We're always looking for the best alternative from bonds, convertible bonds. We did a debt offering earlier this year that was very attractive financing. The RBL is a very attractive financing but it does have a lot of restrictions on it in terms of hedging. We're very bullish right now on what oil prices are going to do over the course of the next 12 to 18 months. We're just going to cautiously go into this and make sure that we have absolutely secure the best financing available for the strategy that we have going forward.
Okay. Thanks. Then could you just switch gears and put a number on the barrels that you feel were curtailed during the quarter?
Yes. Off and on, I would say, at one time, we had 12 wells offline. On average, it would probably be in the neighborhood of 5,000 to 6,000 barrels a day that were curtailed during the quarter.
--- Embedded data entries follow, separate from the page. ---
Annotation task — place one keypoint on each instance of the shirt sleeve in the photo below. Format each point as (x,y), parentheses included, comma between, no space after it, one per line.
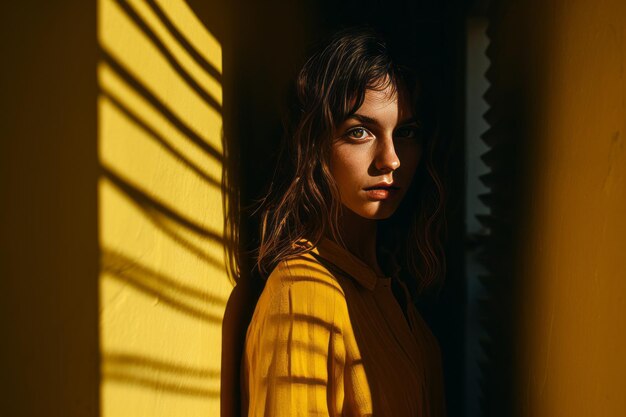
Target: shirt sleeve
(294,353)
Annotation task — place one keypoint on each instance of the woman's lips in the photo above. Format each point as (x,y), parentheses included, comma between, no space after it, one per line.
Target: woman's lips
(378,194)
No, that's helpful because that's probably more than I thought, and I suspect maybe others may be as well. So thank you.
Thank you.
Thank you. This does conclude the question-and-answer session of today's program. I'd like to hand the program back to Jack Hightower, Chief Executive Officer, for any further remarks.
Well, I've been doing this for a long time - over 50 years with multiple public companies and executive committee experience consulting for public companies. Honestly, this is one of the most exciting periods of time that I've had to report on. It's disappointing that our stock has gone down, and I think it's the nature of algorithms and people looking at it and having their internal thoughts on where our production should be. But when you're new and young in the equation to accomplish what we've accomplished going forward, and getting our production where it is, it's a tremendous accomplishment. We are very excited about what’s going on with the company, the delineation of our production and reserves, and consolidation. We're going to continue this activity, and you're going to see 800-plus thousand barrels a day exit in 2023. Hopefully, you'll understand; my job is to make sure everybody makes money, and that's what we're going to be doing for you. Thank you very much.
Thank you, ladies and gentlemen, for your participation in today's conference. This does conclude the program. You may now disconnect. Good day.